Дверца открывалась нехотя и медленно. И спустя каких-нибудь три минуты из шкафа выбрался измятый, опутанный бюстгальтерами и чулками престарелый верховный жрец Копчик Одоленьский. Нельзя сказать, что приключившаяся сцена не напоминала популярную в среде разночинцев картину «Не ждали», но все-таки в происходящем было больше от «Тайной вечери» кисти незабвенного, ну, сами знаете, кого.

— А я слышу, голоса знакомые, — маэстро Одоленьский поклонился Баян-Корытычу и Пурилису, подумал, и Кощубею.

— Но почему? — удивился латинянин, в своей наивности трогательный, как кнопка вызова лифта.

— А разве у молодого человека нет своего хобби? — кротко улыбнулся волхв-жрец. Может быть, уже и сообщалось, но не помешает повторить, мол, Копчик любил, когда ему исповедуются. И в процессе постепенно, но всегда, само собой получалось, что исповедуемый сначала каялся, а затем хвастался.
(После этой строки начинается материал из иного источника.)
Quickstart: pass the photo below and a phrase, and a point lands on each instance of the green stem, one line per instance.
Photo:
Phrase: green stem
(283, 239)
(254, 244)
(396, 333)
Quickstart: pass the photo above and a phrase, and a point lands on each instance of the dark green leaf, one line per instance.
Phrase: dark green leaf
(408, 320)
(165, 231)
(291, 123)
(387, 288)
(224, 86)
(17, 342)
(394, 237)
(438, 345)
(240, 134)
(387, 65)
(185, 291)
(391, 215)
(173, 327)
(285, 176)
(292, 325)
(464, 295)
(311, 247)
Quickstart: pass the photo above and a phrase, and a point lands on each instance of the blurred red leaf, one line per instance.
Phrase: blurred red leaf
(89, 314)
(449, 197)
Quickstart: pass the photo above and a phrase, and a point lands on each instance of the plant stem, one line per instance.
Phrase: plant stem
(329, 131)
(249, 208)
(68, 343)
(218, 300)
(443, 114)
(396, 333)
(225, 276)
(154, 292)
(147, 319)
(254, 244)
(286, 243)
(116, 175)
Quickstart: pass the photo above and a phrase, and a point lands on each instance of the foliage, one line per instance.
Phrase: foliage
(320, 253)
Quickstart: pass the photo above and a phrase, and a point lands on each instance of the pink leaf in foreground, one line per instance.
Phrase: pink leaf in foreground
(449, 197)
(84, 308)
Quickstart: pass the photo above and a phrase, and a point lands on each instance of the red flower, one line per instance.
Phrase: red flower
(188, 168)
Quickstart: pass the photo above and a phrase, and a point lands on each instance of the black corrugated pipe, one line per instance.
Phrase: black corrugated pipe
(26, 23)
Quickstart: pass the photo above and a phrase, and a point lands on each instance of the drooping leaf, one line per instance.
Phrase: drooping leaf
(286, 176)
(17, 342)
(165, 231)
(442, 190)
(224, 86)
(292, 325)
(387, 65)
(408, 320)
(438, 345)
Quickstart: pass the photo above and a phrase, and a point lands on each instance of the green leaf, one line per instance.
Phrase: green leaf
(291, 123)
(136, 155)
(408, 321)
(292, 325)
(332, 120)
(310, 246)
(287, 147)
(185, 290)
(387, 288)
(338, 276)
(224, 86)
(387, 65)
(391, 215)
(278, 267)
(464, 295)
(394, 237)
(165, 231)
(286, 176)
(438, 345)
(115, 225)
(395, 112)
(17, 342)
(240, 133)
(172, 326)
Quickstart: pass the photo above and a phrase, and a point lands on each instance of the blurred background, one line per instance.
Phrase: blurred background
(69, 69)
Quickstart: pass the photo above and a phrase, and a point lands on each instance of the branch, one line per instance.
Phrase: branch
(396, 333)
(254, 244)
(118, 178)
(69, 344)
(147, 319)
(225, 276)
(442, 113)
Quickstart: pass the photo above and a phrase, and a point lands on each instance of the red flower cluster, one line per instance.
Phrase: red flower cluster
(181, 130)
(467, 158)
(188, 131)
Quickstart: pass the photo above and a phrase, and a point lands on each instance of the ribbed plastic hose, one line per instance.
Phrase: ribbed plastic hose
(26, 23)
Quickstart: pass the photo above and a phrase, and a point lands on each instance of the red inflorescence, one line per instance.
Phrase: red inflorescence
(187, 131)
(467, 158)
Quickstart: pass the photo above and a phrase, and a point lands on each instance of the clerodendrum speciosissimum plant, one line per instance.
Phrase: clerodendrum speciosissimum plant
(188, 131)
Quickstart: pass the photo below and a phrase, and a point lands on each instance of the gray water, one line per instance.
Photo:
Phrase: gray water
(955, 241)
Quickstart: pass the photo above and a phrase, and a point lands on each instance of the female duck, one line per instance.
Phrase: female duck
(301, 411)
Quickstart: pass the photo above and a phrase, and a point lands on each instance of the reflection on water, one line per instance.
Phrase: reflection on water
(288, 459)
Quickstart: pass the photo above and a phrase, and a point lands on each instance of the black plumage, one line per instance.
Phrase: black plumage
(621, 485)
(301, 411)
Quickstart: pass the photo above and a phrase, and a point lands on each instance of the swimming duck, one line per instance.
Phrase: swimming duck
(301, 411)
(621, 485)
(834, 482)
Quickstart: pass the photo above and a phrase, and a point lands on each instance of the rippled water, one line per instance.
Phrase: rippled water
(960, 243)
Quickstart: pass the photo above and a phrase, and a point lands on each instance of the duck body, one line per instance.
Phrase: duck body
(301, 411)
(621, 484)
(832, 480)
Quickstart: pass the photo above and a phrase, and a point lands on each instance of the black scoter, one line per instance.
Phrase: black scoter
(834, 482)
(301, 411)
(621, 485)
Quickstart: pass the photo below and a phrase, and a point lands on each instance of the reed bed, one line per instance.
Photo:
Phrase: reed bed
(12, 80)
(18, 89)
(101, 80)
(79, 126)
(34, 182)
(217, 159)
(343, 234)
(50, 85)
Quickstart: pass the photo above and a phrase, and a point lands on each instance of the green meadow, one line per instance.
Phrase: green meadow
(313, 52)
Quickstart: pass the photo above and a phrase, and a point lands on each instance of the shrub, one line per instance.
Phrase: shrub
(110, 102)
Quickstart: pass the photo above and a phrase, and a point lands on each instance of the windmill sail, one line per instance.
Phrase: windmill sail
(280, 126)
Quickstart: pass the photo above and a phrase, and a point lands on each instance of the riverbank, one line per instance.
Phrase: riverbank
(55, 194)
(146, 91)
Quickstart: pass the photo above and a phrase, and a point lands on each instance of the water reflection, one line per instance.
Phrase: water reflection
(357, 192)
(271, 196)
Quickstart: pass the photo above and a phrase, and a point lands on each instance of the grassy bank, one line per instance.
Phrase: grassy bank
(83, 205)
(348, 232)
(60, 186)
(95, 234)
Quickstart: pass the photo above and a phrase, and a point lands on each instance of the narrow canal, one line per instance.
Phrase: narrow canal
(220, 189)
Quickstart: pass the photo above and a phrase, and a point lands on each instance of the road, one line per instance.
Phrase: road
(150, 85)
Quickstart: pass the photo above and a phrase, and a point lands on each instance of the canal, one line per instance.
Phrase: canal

— Мистер Одоленьский, — приветствуя, щелкнул каблуками редактор. — Вы бы не могли в двух словах описать нам, что здесь происходило ночью?

— О! — вздохнул сладко жрец, закатил глаза, пустил струйку слюны и принялся бессознательно теребить застежку свисающего с плеча, как аксельбант, бандажного пояса. — Здесь было гнусно, очень гнусно!

— А потом?

— Совсем омерзительно, — мечтательно произнес Копчик, разглаживая складки на засаленной рясе покроя «акстись». — У меня аж в глазах сосуды полопались. Кстати, вы не подскажете хорошего окулиста?

— Ну а потом? — нетерпеливо прищелкнул пальцами корреспондент.

— Потом?.. Голубчик, вы же знаете, у меня склероз. Я даже путаю, кто у нас, исконных славян, Подага — бог восточного ветра, сын Стрибога, свирепый бог северного ветра, бурь и непогоды, или бог брака. Только не разглашайте.

Действительно, у верховного жреца отмечались преходящие нарушения зрения, парезы, расстройства координации. Обнаруживались нистагм, скандированная речь, интенционное дрожание (триада Шарко), симптом Бабинского, отсутствие брюшных рефлексов.

— Мосье Одоленьский, от этого может зависеть ваша карьера, — нетерпеливо забарабанил пальцами газетчик.

Словно ища поддержку у других, Копчик посмотрел вокруг, встретился с пришибленным взглядом колдуна и не встретился с добрым взглядом Пурилиса. Тот разглядывал себя в зеркало. Происходящее несколько удалилось от юношеского внимания. Ведь никто из присутствующих не говорил о любви и не собирался слушать песни о ней. Жалкими казались парню окружающие. Они погрязли в мелком выяснении подробностей, не замечая за разбежавшейся отарой деталей пастуха истины. И самое подлое с их стороны: они не советовались с Пурилисом, не спрашивали его мнения. Что, слишком умные?